Peripheral Nerve Injury After Deoxycholic Acid (ATX-101) Injection in an Experimental Rat Model

Background: Deoxycholic acid (ATX-101) is a drug administered by subcutaneous injection for local fat reduction. However, ATX-101 treatment has been reported to cause marginal mandibular nerve injury with noticeable functional deficits when targeting submental fat. As a cytolytic agent with some selectivity for adipocytes, ATX-101 may damage the lipid-rich myelin surrounding peripheral nerves.

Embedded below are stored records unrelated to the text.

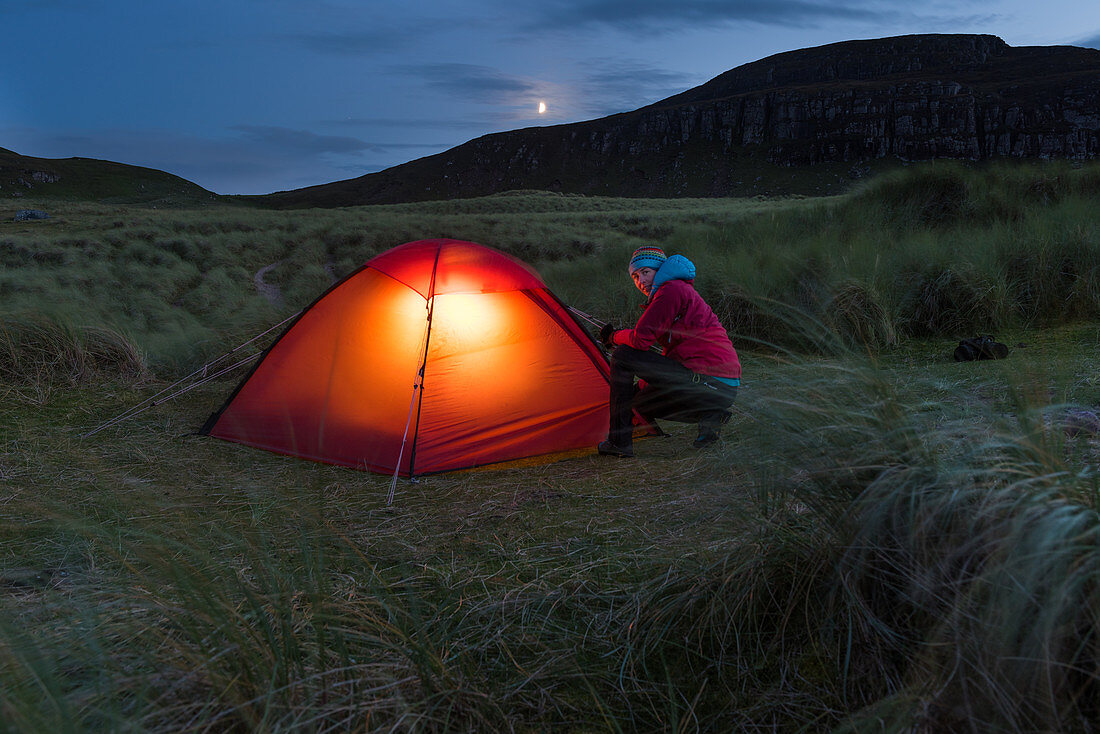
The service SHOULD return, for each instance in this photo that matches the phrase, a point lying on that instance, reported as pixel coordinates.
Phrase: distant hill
(804, 121)
(90, 179)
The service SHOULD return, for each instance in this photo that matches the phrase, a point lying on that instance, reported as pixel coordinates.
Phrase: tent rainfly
(435, 355)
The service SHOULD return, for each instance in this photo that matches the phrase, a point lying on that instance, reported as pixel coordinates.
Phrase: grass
(884, 539)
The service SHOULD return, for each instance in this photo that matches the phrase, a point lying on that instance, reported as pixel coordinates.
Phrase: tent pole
(418, 385)
(408, 422)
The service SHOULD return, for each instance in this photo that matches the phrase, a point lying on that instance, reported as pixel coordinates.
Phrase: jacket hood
(675, 267)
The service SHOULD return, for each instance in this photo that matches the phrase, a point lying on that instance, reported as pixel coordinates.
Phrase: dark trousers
(672, 392)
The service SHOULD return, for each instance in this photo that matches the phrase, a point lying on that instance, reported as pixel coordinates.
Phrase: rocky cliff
(788, 122)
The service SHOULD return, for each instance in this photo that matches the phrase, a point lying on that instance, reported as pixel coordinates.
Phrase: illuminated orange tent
(435, 355)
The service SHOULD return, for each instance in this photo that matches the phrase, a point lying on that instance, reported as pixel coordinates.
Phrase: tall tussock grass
(42, 350)
(900, 565)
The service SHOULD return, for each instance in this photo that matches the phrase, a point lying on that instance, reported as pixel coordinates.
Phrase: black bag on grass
(980, 348)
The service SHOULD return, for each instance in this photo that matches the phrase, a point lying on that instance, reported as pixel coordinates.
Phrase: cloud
(301, 141)
(471, 83)
(657, 17)
(620, 86)
(442, 122)
(255, 160)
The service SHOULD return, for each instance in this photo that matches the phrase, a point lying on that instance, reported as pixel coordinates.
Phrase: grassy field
(884, 539)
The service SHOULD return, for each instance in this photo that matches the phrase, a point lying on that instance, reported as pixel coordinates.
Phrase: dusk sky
(257, 96)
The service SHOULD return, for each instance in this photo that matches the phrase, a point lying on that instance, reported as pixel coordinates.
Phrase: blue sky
(257, 96)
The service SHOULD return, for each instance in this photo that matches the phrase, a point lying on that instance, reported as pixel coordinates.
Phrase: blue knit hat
(647, 256)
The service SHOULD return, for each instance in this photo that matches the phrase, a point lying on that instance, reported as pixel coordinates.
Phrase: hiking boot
(608, 449)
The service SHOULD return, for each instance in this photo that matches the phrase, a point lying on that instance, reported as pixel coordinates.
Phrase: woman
(695, 376)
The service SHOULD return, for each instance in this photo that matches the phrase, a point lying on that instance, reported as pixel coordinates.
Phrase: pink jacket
(679, 320)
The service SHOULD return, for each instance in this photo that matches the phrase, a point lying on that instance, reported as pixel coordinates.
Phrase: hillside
(806, 121)
(91, 179)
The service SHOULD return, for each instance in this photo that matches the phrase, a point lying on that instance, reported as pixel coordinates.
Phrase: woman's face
(644, 278)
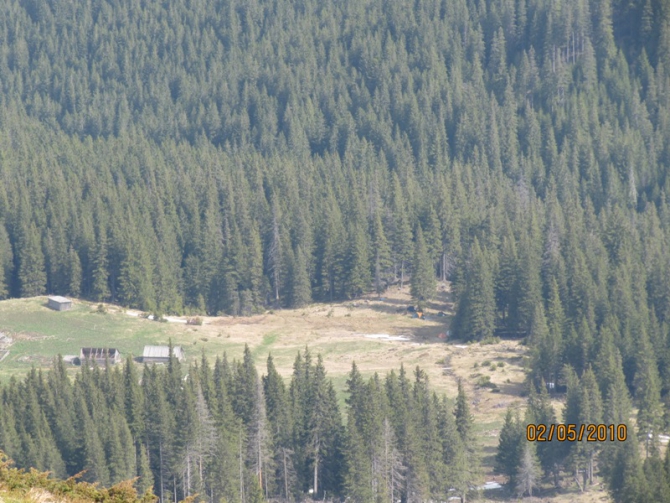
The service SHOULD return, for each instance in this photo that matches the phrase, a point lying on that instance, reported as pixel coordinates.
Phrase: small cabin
(58, 303)
(100, 355)
(161, 354)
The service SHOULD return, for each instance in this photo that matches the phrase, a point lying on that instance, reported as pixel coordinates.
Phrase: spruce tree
(31, 269)
(423, 274)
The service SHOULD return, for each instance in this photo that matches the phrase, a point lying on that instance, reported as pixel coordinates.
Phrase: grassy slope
(335, 331)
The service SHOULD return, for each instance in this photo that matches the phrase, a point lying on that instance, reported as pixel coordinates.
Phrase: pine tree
(510, 444)
(475, 317)
(31, 268)
(529, 473)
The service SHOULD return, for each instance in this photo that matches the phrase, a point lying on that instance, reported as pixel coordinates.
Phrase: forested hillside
(226, 434)
(223, 156)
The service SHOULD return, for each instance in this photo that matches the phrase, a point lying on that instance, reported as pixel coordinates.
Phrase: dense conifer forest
(225, 156)
(226, 434)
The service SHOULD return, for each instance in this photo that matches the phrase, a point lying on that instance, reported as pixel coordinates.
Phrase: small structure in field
(161, 354)
(58, 303)
(100, 355)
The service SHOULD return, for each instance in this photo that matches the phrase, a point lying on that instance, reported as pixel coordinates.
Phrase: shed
(58, 303)
(161, 354)
(100, 355)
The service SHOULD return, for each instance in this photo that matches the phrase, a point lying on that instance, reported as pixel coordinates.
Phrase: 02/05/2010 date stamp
(576, 432)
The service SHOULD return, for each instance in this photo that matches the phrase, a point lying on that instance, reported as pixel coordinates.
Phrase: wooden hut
(161, 354)
(100, 355)
(58, 303)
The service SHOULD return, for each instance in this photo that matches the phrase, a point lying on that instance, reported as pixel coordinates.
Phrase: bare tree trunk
(285, 474)
(160, 461)
(316, 469)
(188, 474)
(242, 497)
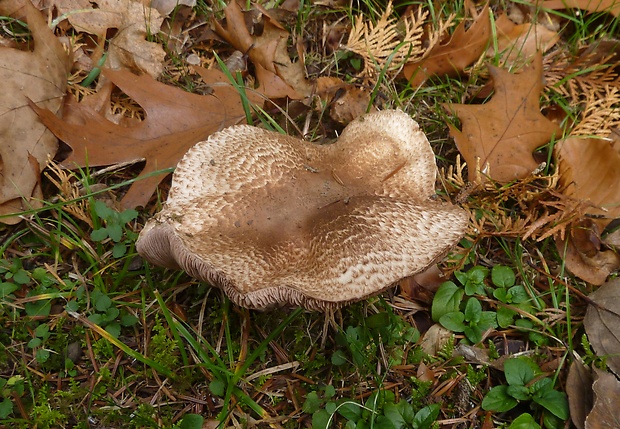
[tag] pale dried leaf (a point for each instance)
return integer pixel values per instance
(129, 48)
(382, 42)
(164, 7)
(25, 144)
(587, 75)
(601, 113)
(610, 6)
(175, 121)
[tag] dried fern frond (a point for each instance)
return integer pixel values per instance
(376, 43)
(601, 114)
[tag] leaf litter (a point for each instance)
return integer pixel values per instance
(27, 146)
(569, 204)
(175, 120)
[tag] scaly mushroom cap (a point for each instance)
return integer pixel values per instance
(274, 220)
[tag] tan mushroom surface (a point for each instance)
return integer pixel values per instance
(274, 220)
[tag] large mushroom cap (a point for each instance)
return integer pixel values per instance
(274, 220)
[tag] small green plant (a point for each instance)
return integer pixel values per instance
(190, 421)
(107, 315)
(9, 387)
(114, 228)
(359, 343)
(453, 312)
(526, 382)
(379, 410)
(472, 321)
(508, 293)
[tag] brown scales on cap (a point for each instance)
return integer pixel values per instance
(275, 220)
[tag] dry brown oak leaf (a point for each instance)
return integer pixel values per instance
(498, 137)
(175, 121)
(276, 74)
(591, 6)
(25, 144)
(590, 171)
(451, 58)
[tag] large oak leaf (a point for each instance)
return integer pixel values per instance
(25, 144)
(175, 120)
(277, 75)
(590, 172)
(499, 137)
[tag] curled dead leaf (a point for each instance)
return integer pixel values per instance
(175, 120)
(579, 392)
(451, 58)
(498, 138)
(590, 171)
(601, 322)
(129, 48)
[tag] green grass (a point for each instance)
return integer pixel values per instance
(90, 331)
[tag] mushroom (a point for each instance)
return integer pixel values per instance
(274, 220)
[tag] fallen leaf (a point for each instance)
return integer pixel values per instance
(175, 120)
(435, 339)
(579, 392)
(610, 6)
(606, 402)
(517, 44)
(584, 252)
(25, 144)
(164, 7)
(590, 171)
(129, 48)
(463, 49)
(498, 137)
(276, 74)
(602, 321)
(346, 101)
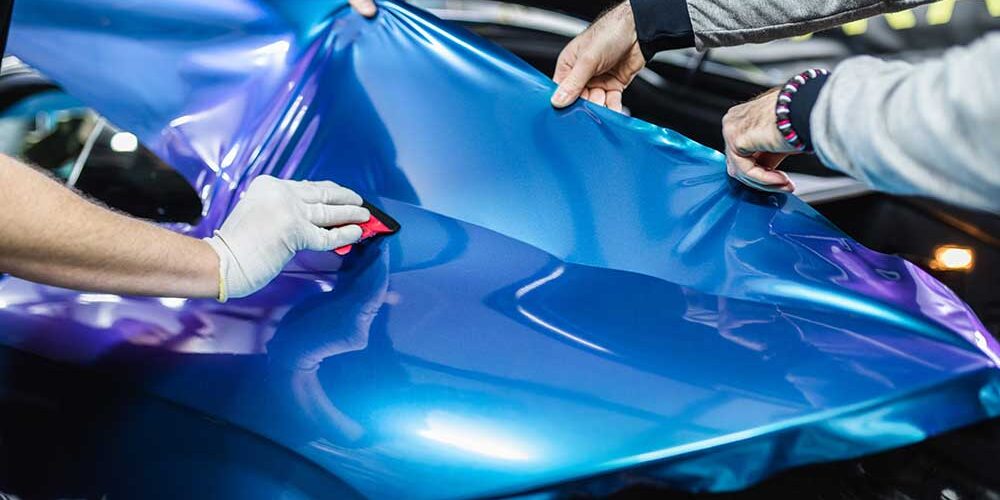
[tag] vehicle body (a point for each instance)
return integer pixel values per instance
(577, 301)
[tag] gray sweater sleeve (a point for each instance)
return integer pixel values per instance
(719, 23)
(929, 129)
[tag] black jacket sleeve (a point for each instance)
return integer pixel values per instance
(662, 25)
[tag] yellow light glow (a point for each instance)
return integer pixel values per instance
(953, 258)
(940, 12)
(901, 20)
(124, 142)
(859, 27)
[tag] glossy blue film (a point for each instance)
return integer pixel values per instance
(573, 292)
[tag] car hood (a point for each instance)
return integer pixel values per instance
(573, 293)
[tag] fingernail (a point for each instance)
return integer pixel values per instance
(561, 98)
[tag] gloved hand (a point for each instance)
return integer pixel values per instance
(277, 218)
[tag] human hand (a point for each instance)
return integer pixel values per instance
(600, 62)
(364, 7)
(274, 220)
(754, 145)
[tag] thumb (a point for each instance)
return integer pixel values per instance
(574, 83)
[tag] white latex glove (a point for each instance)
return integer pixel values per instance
(277, 218)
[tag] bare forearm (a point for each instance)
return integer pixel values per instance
(51, 235)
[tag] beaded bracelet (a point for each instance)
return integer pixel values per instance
(782, 110)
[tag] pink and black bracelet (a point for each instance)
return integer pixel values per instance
(783, 111)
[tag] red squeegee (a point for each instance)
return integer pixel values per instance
(378, 225)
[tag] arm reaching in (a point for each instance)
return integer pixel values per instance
(603, 60)
(927, 129)
(51, 235)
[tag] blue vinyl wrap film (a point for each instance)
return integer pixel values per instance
(573, 293)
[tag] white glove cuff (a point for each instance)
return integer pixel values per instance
(230, 276)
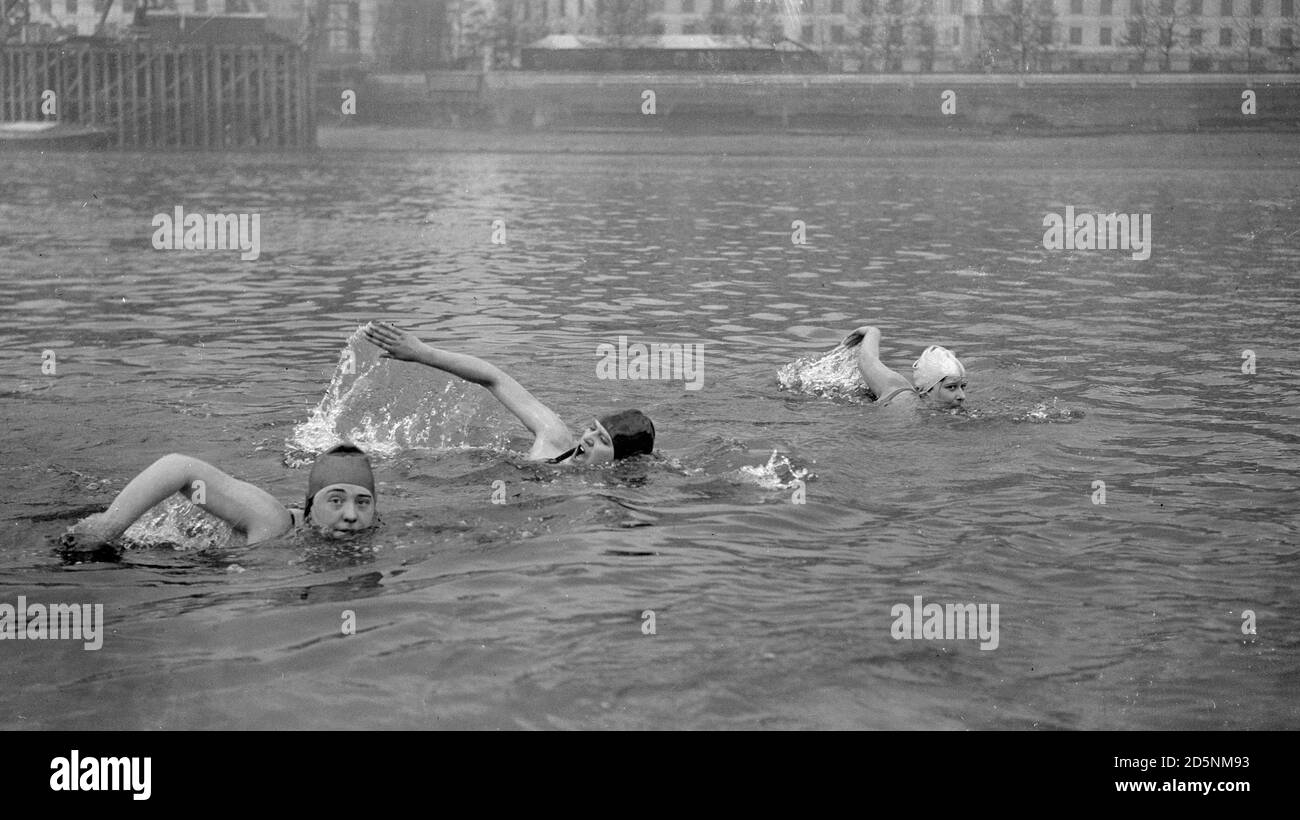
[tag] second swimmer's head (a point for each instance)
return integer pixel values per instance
(939, 377)
(612, 437)
(341, 493)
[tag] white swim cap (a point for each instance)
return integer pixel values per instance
(935, 365)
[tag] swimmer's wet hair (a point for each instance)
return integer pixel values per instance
(631, 432)
(342, 463)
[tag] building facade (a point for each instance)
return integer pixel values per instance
(982, 35)
(345, 29)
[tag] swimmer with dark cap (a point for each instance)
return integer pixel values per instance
(339, 499)
(937, 377)
(612, 437)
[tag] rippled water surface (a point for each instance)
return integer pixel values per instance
(1083, 367)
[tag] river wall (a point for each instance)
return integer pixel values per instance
(831, 103)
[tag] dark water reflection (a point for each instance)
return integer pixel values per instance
(768, 614)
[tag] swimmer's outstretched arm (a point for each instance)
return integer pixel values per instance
(238, 503)
(541, 421)
(879, 378)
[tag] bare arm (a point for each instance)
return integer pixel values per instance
(879, 378)
(238, 503)
(540, 420)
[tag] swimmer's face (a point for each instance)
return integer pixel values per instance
(949, 393)
(343, 510)
(594, 446)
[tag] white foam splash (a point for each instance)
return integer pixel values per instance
(831, 374)
(779, 473)
(386, 407)
(176, 523)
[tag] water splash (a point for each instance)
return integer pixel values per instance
(779, 473)
(1041, 413)
(831, 374)
(386, 407)
(178, 524)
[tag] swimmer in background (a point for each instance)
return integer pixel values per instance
(339, 499)
(610, 438)
(937, 377)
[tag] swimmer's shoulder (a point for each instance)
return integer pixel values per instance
(897, 398)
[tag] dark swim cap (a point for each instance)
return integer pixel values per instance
(341, 464)
(632, 433)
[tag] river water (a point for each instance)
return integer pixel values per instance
(779, 525)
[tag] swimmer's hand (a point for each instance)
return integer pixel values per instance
(89, 534)
(394, 342)
(854, 338)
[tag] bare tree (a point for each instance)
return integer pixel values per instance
(759, 20)
(1022, 29)
(620, 20)
(888, 31)
(1160, 27)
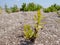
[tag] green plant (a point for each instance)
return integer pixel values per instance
(30, 7)
(7, 9)
(28, 32)
(38, 19)
(52, 8)
(32, 34)
(58, 12)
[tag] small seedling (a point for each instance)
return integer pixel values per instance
(29, 33)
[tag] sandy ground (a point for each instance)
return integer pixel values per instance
(11, 26)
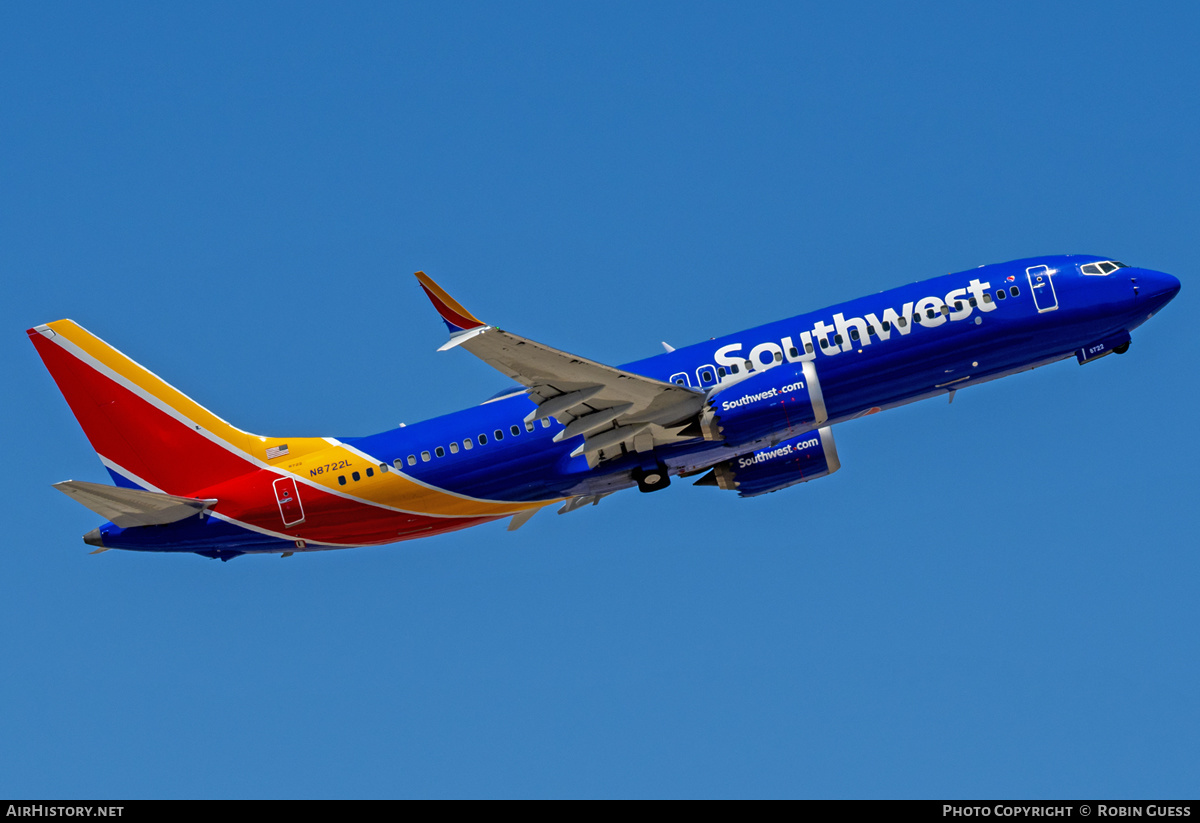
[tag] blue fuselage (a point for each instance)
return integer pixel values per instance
(874, 353)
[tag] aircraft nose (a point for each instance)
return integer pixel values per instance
(1156, 288)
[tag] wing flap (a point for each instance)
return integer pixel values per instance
(615, 407)
(132, 506)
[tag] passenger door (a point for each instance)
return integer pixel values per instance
(1042, 286)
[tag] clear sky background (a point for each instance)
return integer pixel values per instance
(991, 599)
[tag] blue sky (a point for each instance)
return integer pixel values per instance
(991, 599)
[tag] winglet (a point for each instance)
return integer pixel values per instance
(456, 318)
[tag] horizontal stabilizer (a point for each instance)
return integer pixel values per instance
(132, 506)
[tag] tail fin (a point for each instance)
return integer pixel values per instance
(147, 432)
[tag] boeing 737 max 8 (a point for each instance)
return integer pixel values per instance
(751, 412)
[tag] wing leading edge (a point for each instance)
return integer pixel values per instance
(612, 409)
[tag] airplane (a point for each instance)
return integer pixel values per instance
(750, 412)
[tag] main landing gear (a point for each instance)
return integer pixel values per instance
(653, 479)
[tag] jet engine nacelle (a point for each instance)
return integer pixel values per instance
(795, 461)
(772, 404)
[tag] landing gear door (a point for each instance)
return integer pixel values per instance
(287, 494)
(1042, 286)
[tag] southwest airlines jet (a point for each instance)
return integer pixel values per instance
(750, 413)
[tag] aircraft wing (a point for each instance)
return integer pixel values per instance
(611, 408)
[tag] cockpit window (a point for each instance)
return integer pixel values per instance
(1103, 268)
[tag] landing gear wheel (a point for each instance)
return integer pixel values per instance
(652, 480)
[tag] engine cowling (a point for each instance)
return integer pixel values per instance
(774, 404)
(793, 461)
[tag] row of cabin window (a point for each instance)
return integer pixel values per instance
(468, 444)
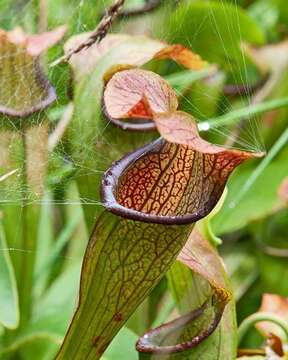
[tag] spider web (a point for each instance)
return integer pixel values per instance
(50, 158)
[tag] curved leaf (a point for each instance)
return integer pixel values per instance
(126, 258)
(20, 66)
(131, 51)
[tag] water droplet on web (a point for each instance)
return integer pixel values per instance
(232, 205)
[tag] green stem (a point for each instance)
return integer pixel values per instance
(261, 316)
(283, 139)
(35, 139)
(243, 113)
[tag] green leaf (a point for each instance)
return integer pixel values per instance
(50, 318)
(190, 287)
(9, 312)
(215, 30)
(253, 205)
(113, 285)
(122, 347)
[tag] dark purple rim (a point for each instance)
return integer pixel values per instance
(48, 100)
(110, 182)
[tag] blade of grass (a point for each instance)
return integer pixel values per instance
(276, 148)
(243, 113)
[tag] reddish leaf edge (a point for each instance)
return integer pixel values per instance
(148, 342)
(110, 184)
(134, 124)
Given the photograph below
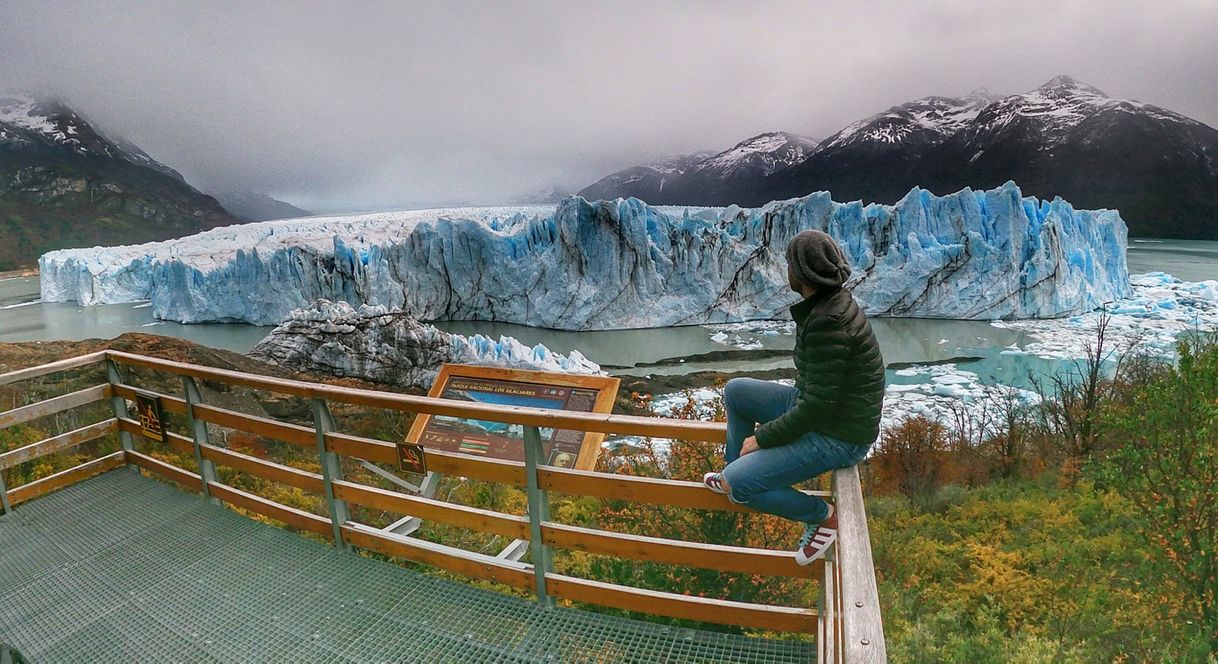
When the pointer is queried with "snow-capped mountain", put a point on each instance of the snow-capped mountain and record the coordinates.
(31, 121)
(65, 183)
(604, 264)
(253, 206)
(1062, 139)
(707, 178)
(761, 155)
(646, 182)
(920, 122)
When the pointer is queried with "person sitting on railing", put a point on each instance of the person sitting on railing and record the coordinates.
(827, 420)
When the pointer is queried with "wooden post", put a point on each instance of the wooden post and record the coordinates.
(4, 495)
(118, 405)
(200, 435)
(331, 469)
(538, 512)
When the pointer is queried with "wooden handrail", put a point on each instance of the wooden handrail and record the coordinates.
(174, 441)
(598, 423)
(290, 515)
(676, 552)
(441, 461)
(473, 565)
(57, 444)
(862, 630)
(61, 366)
(641, 490)
(66, 478)
(853, 631)
(264, 469)
(54, 405)
(471, 518)
(167, 470)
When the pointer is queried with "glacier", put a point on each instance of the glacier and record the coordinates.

Objectives: The aim of this study was to characterize nerve injury caused by ATX-101 injection in an experimental rat sciatic nerve model.

Methods: Injuries to the sciatic nerve caused by intrafascicular and extrafascicular injections of ATX-101, and by lidocaine (positive control) and saline (negative control) injections, were compared. Nerves were harvested at a 2-week endpoint for histomorphometric analysis.

Results: The cross-sectional area of nerve injury was significantly increased by ATX-101 injection. The damaged areas amounted to 75% ± 15% with intrafascicular ATX-101 (P < .001), 41% ± 21% with extrafascicular ATX-101 (P < .01), and 38% ± 20% with positive-control lidocaine (P < .01), compared with 7% ± 13% with negative-control saline. Demyelinating injury was a significant mechanism of injury in the affected nerve fibers compared with uninjured nerve fibers (P < .04), but there was no difference in the axon-to-myelin area ratio between the lidocaine and ATX-101 cohorts. After 2 weeks, Wallerian degeneration was evident with only small regenerating nerve fibers present in the ATX-101-injured groups compared with saline (average fiber width, 2.54 ± 0.26 μm vs 5.03 ± 0.44 μm, P < .001).

Conclusions: ATX-101 can cause extensive nerve injury in rats. The mechanism of action for ATX-101 does not preferentially target myelin more than other common neurotoxic agents. Appropriate knowledge of surgical anatomy and injection technique is necessary for any practitioners administering ATX-101 injections.